API reports 24% drop in US wells completed in 1Q

US oil and gas completions dropped in the first quarter, ending 6 months of growth, the American Petroleum Institute said on Apr. 23.

Nick Snow
OGJ Washington Editor

WASHINGTON, DC, Apr. 26 -- US oil and gas completions dropped in the first quarter, ending 6 months of growth, the American Petroleum Institute said on Apr. 23. The estimated 7,663 oil and gas wells and dry holes that were drilled was 24% lower than 2009’s first 3 months, API said in its latest quarterly report.

“This drop in drilling activity was somewhat unexpected. Looking at the rig activity, we expected first-quarter completions to at least maintain their fourth-quarter 2009 level,” said Hazem Arafa, director of API’s statistics department.

“Upon closer inspection, we noticed that a considerable uptick in permits and rig activity occurred closer to the end of the first quarter. We therefore expect this increased activity to result in an uptick in completions in the second quarter,” Arafa noted.

For 2010’s first quarter, the estimated number of exploratory oil and gas wells fell 16% from the comparable 2009 period to 495 wells, while the estimated number of development wells dropped 25% to 6,375, according to API.

Continuing another trend which started in 2009’s second quarter, there were more oil wells completed (3,654) than gas (3,216) wells, it said.
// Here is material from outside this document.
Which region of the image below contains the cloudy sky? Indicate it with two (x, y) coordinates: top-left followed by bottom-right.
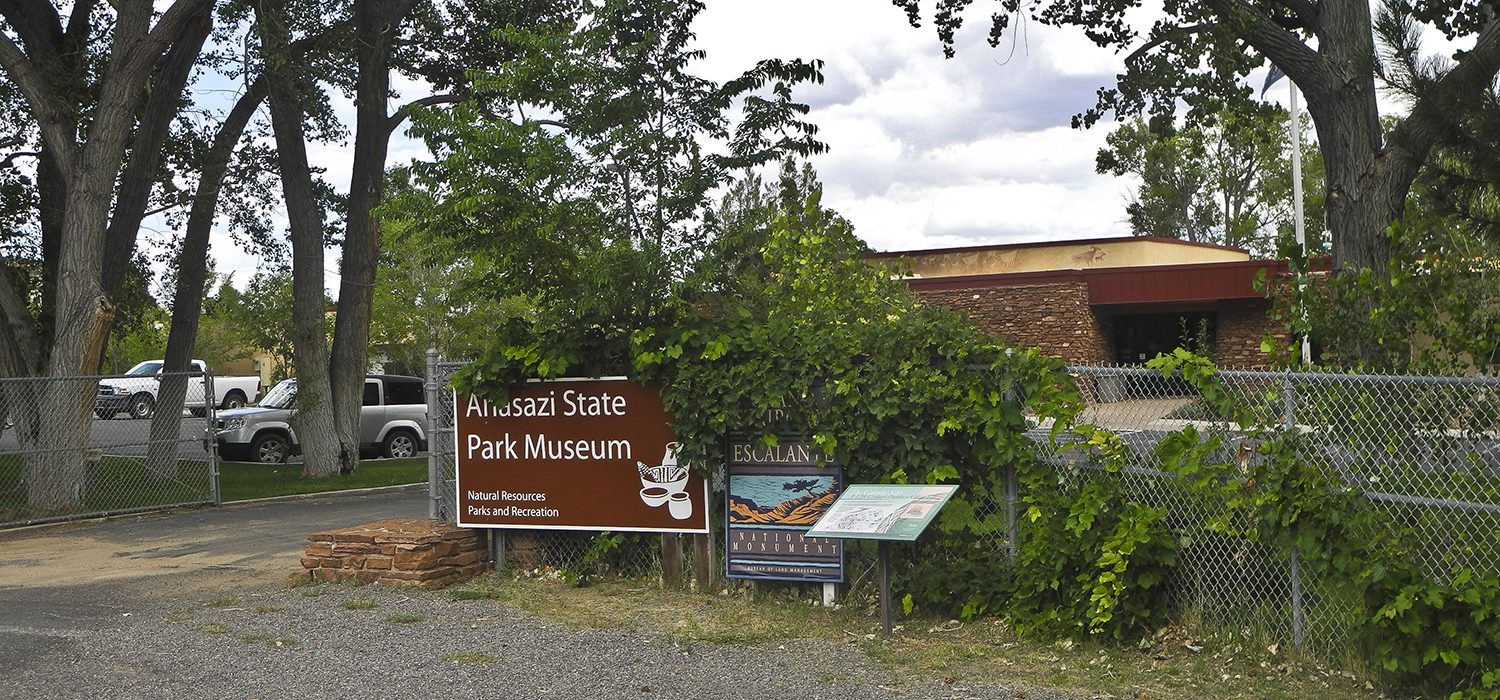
(202, 0), (1314, 289)
(698, 0), (1131, 250)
While the estimated number of first-quarter gas well completions fell 36% year-to-year, the estimated number of first-quarter oil well completions dipped just 9%, the report found.

This trend was particularly apparent in the exploratory well completion rate, where first-quarter oil well completions totaled 240 in both years’ first quarters, while gas well completions slipped 27% to 255 in 2010’s first 3 months from 349 for the same quarter of 2009, API said.

It also reported that total estimated footage drilled during the first quarter was 49.93 million ft, 22% lower than a year earlier.

Frederick Lawrence, vice-president of economics and international affairs at the Independent Petroleum Association of America, said that the patterns reflected what he heard from producers making presentations at IPAA’s Oil & Gas Investment Symposium Apr. 12-14 in New York. “More and more companies are getting more involved with liquids plays to complement their natural gas,” he told OGJ.

Lawrence said Baker Hughes Inc.’s US rig activity surveys show where the most growth is occurring: “For oil, it’s the Eagleford, Granite Wash, and Sprayberry trends in Texas, and the Bakken shale in North Dakota. There’s also growth on the gas side in Louisiana with the Haynesville shale and in Pennsylvania with the Marcellus shale. Overall, we’re seeing a greater focus on more economic plays.”